Daniel Finnie
1/9/2007 11:11:00 PM
The regexes for me are fairly fast. For my regex that weeds out words
with repeated characters (I posted it before and it is fairly lengthy,
so I won't post it again unless by request), a 10,000 word dictionary
(the one in my /usr/share/dict/words) takes less than .5 seconds to pick
the baseword and all related words. Under .2 seconds if it doesn't weed
out words with repeated characters.
One thing I can see to optimize in your method is all the sorting. I
haven't tested the performance yet, but sets might be the answer.
require 'set'
class String
def letters
split(//).to_set
end
end
baseWordSet = baseWord.letters
dict.select {|x| x.letters.subset?(baseWordSet)}
It's more readable, IMHO, at least.
Dan
Bob Showalter wrote:
> On 1/7/07, Fedor Labounko <fedor.labounko@gmail.com> wrote:
>> On 1/7/07, Daniel Finnie <danfinnie@optonline.net> wrote:
>>
>> > # Find words that use the same letters
>> > selectedWords = dict.scan(/^[#{baseWord}]{3,6}$/)
>>
>>
>> I was really impressed when I first saw this.
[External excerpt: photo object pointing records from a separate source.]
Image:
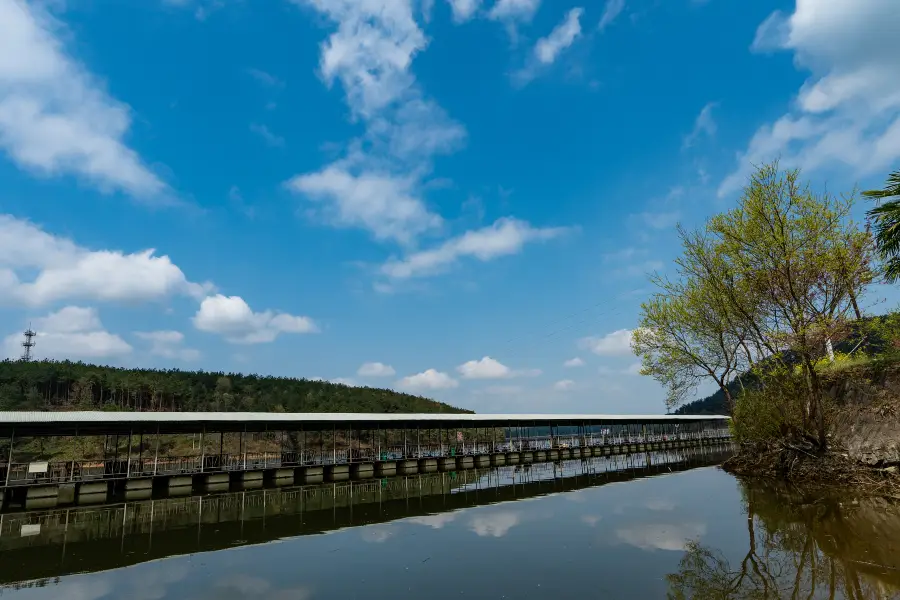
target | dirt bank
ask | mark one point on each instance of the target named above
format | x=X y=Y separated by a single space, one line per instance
x=864 y=436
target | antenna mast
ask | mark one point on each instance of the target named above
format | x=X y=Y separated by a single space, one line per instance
x=29 y=343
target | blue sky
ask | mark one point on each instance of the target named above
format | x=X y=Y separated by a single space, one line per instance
x=457 y=198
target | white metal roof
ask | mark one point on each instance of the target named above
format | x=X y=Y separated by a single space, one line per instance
x=72 y=417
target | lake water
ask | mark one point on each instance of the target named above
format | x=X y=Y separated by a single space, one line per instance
x=643 y=527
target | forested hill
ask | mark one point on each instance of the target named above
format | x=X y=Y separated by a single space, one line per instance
x=50 y=385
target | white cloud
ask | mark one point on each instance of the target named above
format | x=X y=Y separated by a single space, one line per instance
x=168 y=344
x=617 y=343
x=848 y=110
x=266 y=134
x=660 y=220
x=428 y=380
x=463 y=10
x=489 y=368
x=612 y=10
x=66 y=271
x=514 y=10
x=564 y=385
x=55 y=117
x=375 y=369
x=265 y=78
x=72 y=333
x=704 y=124
x=377 y=185
x=231 y=317
x=384 y=204
x=505 y=237
x=547 y=49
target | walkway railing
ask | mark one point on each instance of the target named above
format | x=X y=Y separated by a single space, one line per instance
x=55 y=472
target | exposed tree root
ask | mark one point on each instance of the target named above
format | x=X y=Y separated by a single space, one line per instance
x=799 y=461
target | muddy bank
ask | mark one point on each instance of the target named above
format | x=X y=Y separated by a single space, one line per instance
x=863 y=406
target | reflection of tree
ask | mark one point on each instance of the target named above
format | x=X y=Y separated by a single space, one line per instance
x=800 y=548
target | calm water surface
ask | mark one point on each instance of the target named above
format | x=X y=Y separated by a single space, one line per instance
x=637 y=527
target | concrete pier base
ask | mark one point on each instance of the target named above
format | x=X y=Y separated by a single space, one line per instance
x=386 y=469
x=363 y=471
x=142 y=494
x=180 y=485
x=338 y=472
x=94 y=492
x=41 y=503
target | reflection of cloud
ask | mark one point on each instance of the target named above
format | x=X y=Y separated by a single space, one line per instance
x=661 y=537
x=81 y=588
x=495 y=524
x=376 y=535
x=246 y=586
x=434 y=521
x=659 y=504
x=150 y=582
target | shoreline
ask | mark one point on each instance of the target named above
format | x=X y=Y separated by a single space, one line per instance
x=800 y=464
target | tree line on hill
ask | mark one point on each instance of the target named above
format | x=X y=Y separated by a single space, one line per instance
x=65 y=385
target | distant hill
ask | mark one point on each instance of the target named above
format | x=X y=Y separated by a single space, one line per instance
x=715 y=403
x=64 y=385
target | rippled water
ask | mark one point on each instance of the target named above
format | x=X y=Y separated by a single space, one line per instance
x=642 y=526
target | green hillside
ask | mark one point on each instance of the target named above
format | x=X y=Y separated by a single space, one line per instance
x=51 y=385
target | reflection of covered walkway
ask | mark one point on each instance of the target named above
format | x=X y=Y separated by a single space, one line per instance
x=64 y=541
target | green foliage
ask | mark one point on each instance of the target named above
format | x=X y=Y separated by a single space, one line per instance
x=885 y=219
x=761 y=288
x=49 y=385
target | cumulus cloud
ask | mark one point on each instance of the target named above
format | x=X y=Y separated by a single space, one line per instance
x=564 y=385
x=617 y=343
x=547 y=49
x=56 y=269
x=847 y=113
x=266 y=134
x=512 y=11
x=428 y=380
x=704 y=125
x=168 y=344
x=55 y=116
x=73 y=333
x=386 y=205
x=463 y=10
x=232 y=318
x=611 y=11
x=371 y=188
x=375 y=369
x=505 y=237
x=489 y=368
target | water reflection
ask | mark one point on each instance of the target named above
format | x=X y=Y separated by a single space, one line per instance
x=685 y=534
x=800 y=545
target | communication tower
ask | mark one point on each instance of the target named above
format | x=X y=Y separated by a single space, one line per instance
x=29 y=343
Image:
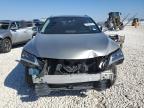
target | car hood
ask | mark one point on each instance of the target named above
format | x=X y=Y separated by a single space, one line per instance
x=3 y=32
x=71 y=46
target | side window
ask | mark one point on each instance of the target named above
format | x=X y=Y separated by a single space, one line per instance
x=13 y=25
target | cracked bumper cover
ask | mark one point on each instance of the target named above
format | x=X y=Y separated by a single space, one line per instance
x=73 y=78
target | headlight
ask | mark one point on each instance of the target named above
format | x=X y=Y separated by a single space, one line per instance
x=116 y=57
x=29 y=58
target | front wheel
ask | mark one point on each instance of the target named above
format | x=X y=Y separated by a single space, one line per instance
x=106 y=83
x=6 y=45
x=28 y=78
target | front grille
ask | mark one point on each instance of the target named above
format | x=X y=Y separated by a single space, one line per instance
x=62 y=66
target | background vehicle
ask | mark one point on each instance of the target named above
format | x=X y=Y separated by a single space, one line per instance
x=135 y=22
x=70 y=53
x=13 y=32
x=114 y=21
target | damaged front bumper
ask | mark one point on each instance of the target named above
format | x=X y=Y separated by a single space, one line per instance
x=72 y=78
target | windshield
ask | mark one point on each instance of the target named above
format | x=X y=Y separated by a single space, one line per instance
x=4 y=25
x=69 y=25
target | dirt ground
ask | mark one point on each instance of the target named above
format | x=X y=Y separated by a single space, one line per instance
x=127 y=92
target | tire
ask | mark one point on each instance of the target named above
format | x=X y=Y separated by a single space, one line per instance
x=6 y=45
x=28 y=78
x=107 y=83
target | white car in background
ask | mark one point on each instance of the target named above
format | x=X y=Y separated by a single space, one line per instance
x=13 y=32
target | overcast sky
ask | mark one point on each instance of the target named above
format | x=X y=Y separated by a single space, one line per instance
x=98 y=9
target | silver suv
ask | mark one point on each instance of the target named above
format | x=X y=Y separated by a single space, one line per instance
x=13 y=32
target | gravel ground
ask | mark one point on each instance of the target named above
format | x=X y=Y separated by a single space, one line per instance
x=127 y=92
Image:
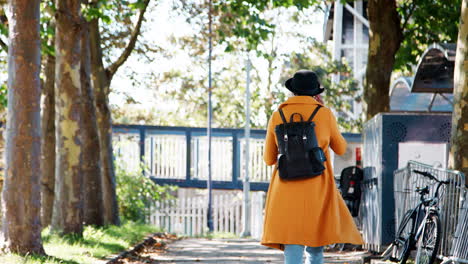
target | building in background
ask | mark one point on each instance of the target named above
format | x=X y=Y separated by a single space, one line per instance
x=348 y=27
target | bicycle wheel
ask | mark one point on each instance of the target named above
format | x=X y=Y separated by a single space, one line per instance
x=404 y=240
x=429 y=240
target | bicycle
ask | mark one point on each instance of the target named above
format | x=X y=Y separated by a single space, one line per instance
x=420 y=228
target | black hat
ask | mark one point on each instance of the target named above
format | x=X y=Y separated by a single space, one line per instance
x=304 y=82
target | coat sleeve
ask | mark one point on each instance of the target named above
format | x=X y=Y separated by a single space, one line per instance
x=270 y=150
x=337 y=141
It doesn't quite work if
>> you
>> want to exclude reusing the same letter more than once
>> ("hhh".scan(/^[hello]{3,6}$/) => ["hhh"]) but it comes so close to
>> something
>> I've only ever thought about implementing as a recursive method.
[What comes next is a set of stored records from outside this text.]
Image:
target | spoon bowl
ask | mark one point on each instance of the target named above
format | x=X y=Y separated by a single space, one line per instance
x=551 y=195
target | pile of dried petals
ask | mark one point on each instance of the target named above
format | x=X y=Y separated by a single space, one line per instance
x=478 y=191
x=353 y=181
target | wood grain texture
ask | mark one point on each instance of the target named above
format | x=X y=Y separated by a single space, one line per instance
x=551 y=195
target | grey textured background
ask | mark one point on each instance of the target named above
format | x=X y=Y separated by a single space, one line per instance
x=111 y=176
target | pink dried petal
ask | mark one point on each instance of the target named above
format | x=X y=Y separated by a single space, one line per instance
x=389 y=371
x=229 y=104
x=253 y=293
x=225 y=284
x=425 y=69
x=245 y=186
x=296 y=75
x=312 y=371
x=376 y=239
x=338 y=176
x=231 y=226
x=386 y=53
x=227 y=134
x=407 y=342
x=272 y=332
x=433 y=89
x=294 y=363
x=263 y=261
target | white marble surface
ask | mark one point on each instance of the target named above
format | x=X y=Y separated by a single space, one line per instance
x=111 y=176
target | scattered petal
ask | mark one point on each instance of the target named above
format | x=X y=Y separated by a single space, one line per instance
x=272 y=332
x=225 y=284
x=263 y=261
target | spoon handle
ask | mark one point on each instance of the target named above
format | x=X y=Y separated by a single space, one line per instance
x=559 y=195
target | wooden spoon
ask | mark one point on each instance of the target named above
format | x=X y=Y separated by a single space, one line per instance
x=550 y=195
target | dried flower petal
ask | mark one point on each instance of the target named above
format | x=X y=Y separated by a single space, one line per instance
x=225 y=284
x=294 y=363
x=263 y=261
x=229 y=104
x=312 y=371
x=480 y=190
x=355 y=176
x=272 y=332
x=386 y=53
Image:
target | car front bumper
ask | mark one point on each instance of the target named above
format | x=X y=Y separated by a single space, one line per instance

>> Unfortunately I don't know much about this but now I wonder if it's
>> possible
>> to find all partial permutations of a word with a regexp.
>>
>>
>
> Here's a revision to Daniel's approach that seems to work well:
>
> # Open and read the dictionary.
> dict = IO.read("/usr/share/dict/words").scan(/^[a-z]{3,6}$/)
>
> # Pick a random word with 6 letters.
> baseWord = dict.grep(/^[a-z]{6}$/).rand_elem
>
> # Find words that use the same letters
> sortWord = baseWord.scan(/./).sort.to_s
> selectedWords = dict.select {|w|
> Regexp.new(w.scan(/./).sort.join('.*')).match(sortWord) }
>
> I started by just extracting only the 3-6 letter words.
>
> Then I sort the base word so the letters are in order. Let's say the
> baseWord is "parlor". Then sortWord would be "aloprr".
>
> Now for each word in the dictionary, sort it in letter order and
> create a regex. Suppose the word is "roar". The sorted version is
> "aorr" and the regex is "a.*o.*r.*r". If that regex matches the
> sortWord, we found a valid subword.
>
> This could be sped up by precompiling the regexes I would guess.
>
> Bob
>
>